The result was three consecutive goals to take a 3-1 lead into the late stages of the third period, eventually winning 3-2 because Brayden Schenn scored a 6-on-5 goal at 18:45 but the Rangers shut it down from there.

"We needed this one," center Vincent Trocheck said.

The standings aren't in focus yet, but U.S. Thanksgiving week is typically the time teams take stock in where they are, what is working and what needs fixing.

The Rangers are near the bottom of the Eastern Conference standings, but they're two points out of a wild-card position, four points out of third place in the Metropolitan Division and six points behind the first-place Carolina Hurricanes, their next opponent.

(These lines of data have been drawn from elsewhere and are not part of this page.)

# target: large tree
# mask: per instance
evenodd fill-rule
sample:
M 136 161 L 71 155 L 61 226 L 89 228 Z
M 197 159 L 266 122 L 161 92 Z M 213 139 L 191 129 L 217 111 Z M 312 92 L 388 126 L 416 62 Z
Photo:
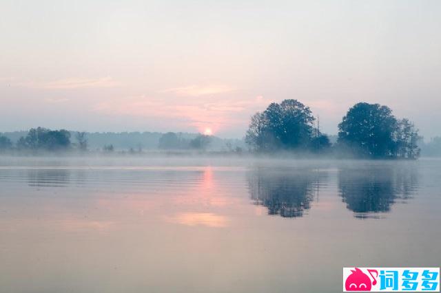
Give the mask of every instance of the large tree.
M 322 135 L 314 131 L 314 120 L 309 108 L 297 100 L 273 102 L 252 117 L 245 142 L 258 151 L 308 149 Z
M 70 133 L 65 129 L 50 130 L 43 127 L 31 129 L 17 142 L 19 149 L 47 151 L 66 150 L 70 146 Z
M 12 142 L 8 138 L 0 135 L 0 151 L 12 147 Z
M 414 158 L 419 154 L 418 131 L 408 120 L 398 120 L 379 104 L 359 102 L 338 124 L 338 142 L 353 153 L 369 158 Z

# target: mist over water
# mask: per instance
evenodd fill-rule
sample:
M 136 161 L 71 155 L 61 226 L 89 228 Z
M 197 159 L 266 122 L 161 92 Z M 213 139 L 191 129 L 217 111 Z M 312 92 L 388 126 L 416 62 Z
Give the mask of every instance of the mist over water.
M 3 157 L 0 287 L 341 292 L 345 266 L 439 266 L 440 177 L 437 160 Z

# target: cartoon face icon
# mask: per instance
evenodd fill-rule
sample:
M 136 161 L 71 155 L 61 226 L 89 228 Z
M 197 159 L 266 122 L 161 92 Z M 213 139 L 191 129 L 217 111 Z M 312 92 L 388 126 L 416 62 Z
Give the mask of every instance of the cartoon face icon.
M 376 270 L 368 270 L 369 273 L 372 276 L 371 272 L 373 271 L 377 273 Z M 373 278 L 373 283 L 371 282 L 369 277 L 361 271 L 358 268 L 354 270 L 351 270 L 352 273 L 346 279 L 345 282 L 345 287 L 347 291 L 371 291 L 372 285 L 377 283 L 376 280 Z

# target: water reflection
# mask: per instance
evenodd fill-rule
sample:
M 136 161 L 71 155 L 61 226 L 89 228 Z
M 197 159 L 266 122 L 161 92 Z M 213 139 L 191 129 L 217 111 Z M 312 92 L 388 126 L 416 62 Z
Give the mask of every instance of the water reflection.
M 258 168 L 248 175 L 251 198 L 255 204 L 266 206 L 269 215 L 302 217 L 327 175 L 317 169 Z
M 63 169 L 31 169 L 28 170 L 30 186 L 62 187 L 70 182 L 70 170 Z
M 417 186 L 418 173 L 411 164 L 345 166 L 338 171 L 340 195 L 356 217 L 389 212 L 397 199 L 411 198 Z

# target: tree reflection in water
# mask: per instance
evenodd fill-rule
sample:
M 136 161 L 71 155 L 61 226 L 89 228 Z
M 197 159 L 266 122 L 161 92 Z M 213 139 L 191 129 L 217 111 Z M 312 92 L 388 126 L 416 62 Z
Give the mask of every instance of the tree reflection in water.
M 302 217 L 310 208 L 325 174 L 316 169 L 258 168 L 248 175 L 251 198 L 269 215 Z
M 417 186 L 418 173 L 411 164 L 345 166 L 338 171 L 340 195 L 356 217 L 389 212 L 397 199 L 411 198 Z

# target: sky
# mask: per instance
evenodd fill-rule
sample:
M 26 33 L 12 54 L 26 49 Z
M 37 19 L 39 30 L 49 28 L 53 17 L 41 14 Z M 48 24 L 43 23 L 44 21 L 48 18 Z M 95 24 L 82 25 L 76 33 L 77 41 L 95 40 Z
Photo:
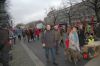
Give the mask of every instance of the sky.
M 50 7 L 60 7 L 62 0 L 9 0 L 8 12 L 14 24 L 43 20 Z

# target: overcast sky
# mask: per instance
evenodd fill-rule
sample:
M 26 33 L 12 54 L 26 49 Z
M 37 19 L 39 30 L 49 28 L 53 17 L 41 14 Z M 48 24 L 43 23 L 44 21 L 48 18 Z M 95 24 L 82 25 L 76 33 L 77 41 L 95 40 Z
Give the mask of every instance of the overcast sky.
M 43 20 L 46 10 L 52 6 L 59 7 L 61 0 L 9 0 L 9 11 L 15 24 Z

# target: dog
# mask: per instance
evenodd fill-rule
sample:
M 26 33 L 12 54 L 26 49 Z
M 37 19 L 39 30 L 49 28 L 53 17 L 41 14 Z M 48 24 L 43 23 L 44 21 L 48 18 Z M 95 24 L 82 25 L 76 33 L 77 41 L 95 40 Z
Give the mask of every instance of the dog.
M 65 54 L 66 60 L 70 62 L 74 62 L 74 64 L 76 64 L 82 58 L 82 55 L 80 54 L 80 52 L 75 51 L 70 48 L 65 49 L 64 54 Z

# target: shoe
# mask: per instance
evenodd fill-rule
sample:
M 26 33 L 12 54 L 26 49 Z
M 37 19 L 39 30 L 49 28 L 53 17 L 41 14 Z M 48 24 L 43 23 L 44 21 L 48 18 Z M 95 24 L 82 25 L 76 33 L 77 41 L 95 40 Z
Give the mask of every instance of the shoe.
M 53 62 L 54 65 L 58 66 L 58 64 L 56 62 Z

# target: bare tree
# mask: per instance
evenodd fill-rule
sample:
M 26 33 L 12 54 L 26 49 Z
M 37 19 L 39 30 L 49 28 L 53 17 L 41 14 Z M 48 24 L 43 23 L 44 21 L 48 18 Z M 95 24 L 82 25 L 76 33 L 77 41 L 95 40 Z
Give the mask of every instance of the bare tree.
M 63 13 L 64 13 L 64 16 L 66 18 L 68 18 L 70 25 L 72 24 L 72 21 L 71 21 L 71 17 L 72 17 L 72 14 L 71 14 L 72 7 L 76 3 L 78 3 L 77 0 L 62 0 L 62 4 L 63 4 L 63 8 L 64 8 L 64 12 Z
M 95 12 L 97 22 L 100 22 L 100 0 L 82 0 L 88 8 L 91 8 Z

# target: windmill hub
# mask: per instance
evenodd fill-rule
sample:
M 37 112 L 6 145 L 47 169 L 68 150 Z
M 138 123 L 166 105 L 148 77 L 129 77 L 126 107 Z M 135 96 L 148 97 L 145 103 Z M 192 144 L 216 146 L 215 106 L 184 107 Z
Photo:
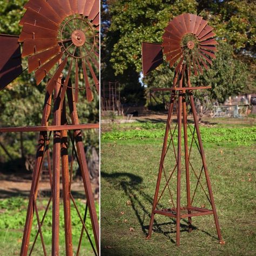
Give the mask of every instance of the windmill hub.
M 83 46 L 86 40 L 85 35 L 82 30 L 75 30 L 72 33 L 72 42 L 76 46 Z
M 187 47 L 190 49 L 192 49 L 194 47 L 194 43 L 193 41 L 189 41 L 187 43 Z

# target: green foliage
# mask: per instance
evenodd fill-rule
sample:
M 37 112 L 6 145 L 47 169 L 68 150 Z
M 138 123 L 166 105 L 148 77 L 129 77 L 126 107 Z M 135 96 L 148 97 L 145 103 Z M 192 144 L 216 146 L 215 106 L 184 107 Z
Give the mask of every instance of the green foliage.
M 116 140 L 127 139 L 139 139 L 145 138 L 162 139 L 164 136 L 163 129 L 164 123 L 157 124 L 147 123 L 142 126 L 141 130 L 127 130 L 105 132 L 102 135 L 103 140 Z M 192 138 L 192 126 L 188 129 L 188 138 Z M 191 130 L 190 130 L 191 129 Z M 237 142 L 238 144 L 244 145 L 246 142 L 252 143 L 256 141 L 256 128 L 224 128 L 207 127 L 202 126 L 200 129 L 202 140 L 205 143 L 220 143 L 224 142 Z M 173 135 L 173 140 L 177 142 L 178 132 L 177 129 Z
M 130 76 L 142 70 L 142 43 L 161 43 L 163 30 L 169 21 L 182 13 L 190 12 L 201 15 L 208 21 L 214 28 L 220 44 L 217 59 L 213 60 L 209 71 L 198 78 L 193 77 L 193 84 L 211 85 L 210 98 L 221 103 L 229 96 L 256 90 L 254 1 L 104 0 L 103 2 L 105 22 L 102 33 L 103 79 L 126 79 L 132 94 L 134 83 L 127 81 Z M 143 82 L 147 88 L 170 86 L 173 70 L 167 63 L 161 65 L 144 78 Z M 128 89 L 126 92 L 129 93 Z M 141 94 L 136 96 L 142 96 L 140 99 L 144 96 Z

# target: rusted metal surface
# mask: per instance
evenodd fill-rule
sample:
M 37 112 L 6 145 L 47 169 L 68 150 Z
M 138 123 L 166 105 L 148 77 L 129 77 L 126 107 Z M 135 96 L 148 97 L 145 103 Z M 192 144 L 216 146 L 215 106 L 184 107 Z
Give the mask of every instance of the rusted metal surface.
M 0 34 L 0 90 L 22 73 L 18 39 L 16 36 Z
M 163 63 L 163 51 L 161 45 L 143 43 L 142 56 L 143 75 L 146 76 Z
M 206 63 L 210 65 L 212 64 L 212 61 L 210 58 L 215 58 L 214 52 L 217 51 L 217 48 L 215 45 L 218 43 L 214 39 L 210 39 L 215 35 L 212 32 L 212 28 L 208 26 L 207 23 L 207 21 L 203 20 L 202 17 L 189 14 L 180 15 L 169 23 L 165 29 L 165 32 L 163 37 L 163 43 L 161 46 L 163 54 L 165 55 L 166 60 L 170 62 L 170 66 L 174 66 L 175 67 L 173 86 L 171 88 L 152 89 L 153 91 L 170 91 L 171 102 L 167 118 L 147 238 L 150 238 L 152 235 L 155 214 L 164 215 L 176 219 L 176 244 L 177 246 L 180 245 L 180 223 L 181 218 L 188 218 L 188 232 L 191 232 L 192 217 L 211 214 L 214 216 L 219 242 L 221 244 L 225 244 L 220 233 L 193 95 L 194 90 L 208 89 L 211 87 L 192 87 L 190 83 L 190 76 L 192 73 L 191 72 L 192 69 L 196 76 L 198 75 L 198 71 L 202 74 L 203 72 L 202 67 L 206 70 L 209 68 Z M 187 36 L 188 37 L 186 38 Z M 148 56 L 147 56 L 146 54 Z M 147 73 L 147 70 L 151 67 L 152 55 L 153 55 L 152 52 L 147 52 L 146 53 L 143 51 L 143 66 L 147 67 L 145 71 L 144 70 L 144 73 Z M 177 106 L 177 123 L 175 127 L 173 128 L 172 127 L 171 118 L 174 104 Z M 188 105 L 190 106 L 193 114 L 193 131 L 187 122 Z M 184 147 L 182 146 L 182 128 L 183 128 Z M 176 130 L 178 130 L 177 148 L 173 140 L 173 135 Z M 192 134 L 190 146 L 188 144 L 188 131 Z M 169 145 L 167 145 L 168 142 L 169 142 Z M 202 167 L 200 172 L 198 173 L 198 171 L 197 174 L 191 161 L 191 150 L 193 144 L 196 144 L 202 161 Z M 167 161 L 166 154 L 171 145 L 172 145 L 174 157 L 174 166 L 170 172 L 170 171 L 167 172 L 165 170 L 165 161 Z M 181 152 L 183 148 L 184 150 L 184 154 Z M 183 162 L 181 157 L 183 156 L 184 156 L 185 158 L 184 164 L 186 171 L 186 206 L 182 206 L 181 200 L 181 173 Z M 173 178 L 174 172 L 177 172 L 177 190 L 174 192 L 176 194 L 176 197 L 173 196 L 173 191 L 172 191 L 171 187 L 169 185 L 169 183 L 172 177 Z M 190 186 L 191 172 L 193 174 L 194 174 L 197 180 L 196 187 L 193 188 L 192 193 Z M 205 189 L 201 182 L 204 173 L 206 181 L 207 189 Z M 161 184 L 162 179 L 164 179 L 163 185 Z M 206 209 L 203 206 L 195 207 L 193 205 L 194 199 L 198 190 L 198 188 L 199 187 L 202 189 L 209 201 L 212 209 Z M 160 187 L 161 190 L 160 190 Z M 170 194 L 170 200 L 168 203 L 173 206 L 172 208 L 165 208 L 162 204 L 161 206 L 158 206 L 159 201 L 163 198 L 163 196 L 166 191 Z M 173 198 L 176 198 L 176 202 L 174 201 Z
M 28 56 L 29 72 L 35 72 L 37 84 L 44 78 L 47 78 L 48 80 L 41 125 L 0 128 L 2 132 L 39 132 L 21 255 L 27 255 L 29 252 L 31 255 L 38 239 L 40 240 L 44 255 L 46 255 L 47 248 L 42 226 L 51 202 L 51 254 L 52 255 L 59 255 L 60 171 L 64 206 L 66 255 L 71 256 L 73 253 L 70 200 L 73 203 L 82 224 L 77 254 L 82 245 L 82 239 L 84 237 L 83 234 L 85 232 L 95 254 L 99 254 L 99 224 L 81 131 L 83 129 L 99 129 L 99 124 L 79 124 L 76 106 L 80 90 L 86 90 L 89 102 L 93 99 L 94 91 L 99 92 L 99 3 L 96 0 L 29 0 L 24 8 L 26 11 L 19 23 L 23 26 L 19 37 L 0 35 L 0 46 L 2 49 L 0 53 L 0 90 L 22 72 L 22 57 Z M 19 42 L 23 44 L 22 54 Z M 72 76 L 74 63 L 76 64 L 75 74 Z M 66 69 L 67 72 L 64 72 Z M 67 74 L 66 78 L 63 77 L 63 73 Z M 84 76 L 85 85 L 79 87 L 81 75 Z M 91 82 L 90 77 L 92 82 Z M 75 88 L 72 85 L 72 77 L 75 77 Z M 95 90 L 92 90 L 93 86 Z M 73 99 L 73 89 L 75 101 Z M 68 124 L 66 119 L 65 95 L 67 93 L 72 123 L 70 125 Z M 52 100 L 52 95 L 54 98 Z M 53 120 L 52 125 L 49 125 L 52 102 Z M 73 136 L 71 130 L 73 130 Z M 69 136 L 68 136 L 68 133 Z M 53 135 L 52 169 L 49 149 L 50 137 L 52 133 Z M 73 162 L 70 170 L 69 139 L 72 145 L 72 161 L 73 161 L 74 156 L 76 157 L 84 185 L 86 204 L 84 219 L 81 217 L 72 195 Z M 41 219 L 37 197 L 45 157 L 47 158 L 51 196 Z M 85 224 L 87 211 L 91 217 L 97 251 Z M 33 242 L 30 241 L 30 234 L 34 217 L 36 218 L 37 232 Z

"That was a tough road trip for us and we had to bounce back, as we did, especially at home too," defenseman Vladislav Gavrikov said. "That's important. The next few games coming up are going to be against good teams, so we've got to be ready to do that again."

The game against Carolina on Wednesday starts a stretch of seven straight against teams that are in a Stanley Cup Playoff position as of the end of action Monday, ending with a back-to-back set of rematches at home against the Avalanche and Golden Knights on Dec. 6 and 7.

It's daunting, but the Rangers understand the task.

Staying on it is the only way they come out of the next seven games in a favorable position.

"I mean, we need wins," Trocheck said. "The East is so tight right now I feel like any win you jump four spots and any loss you drop four spots."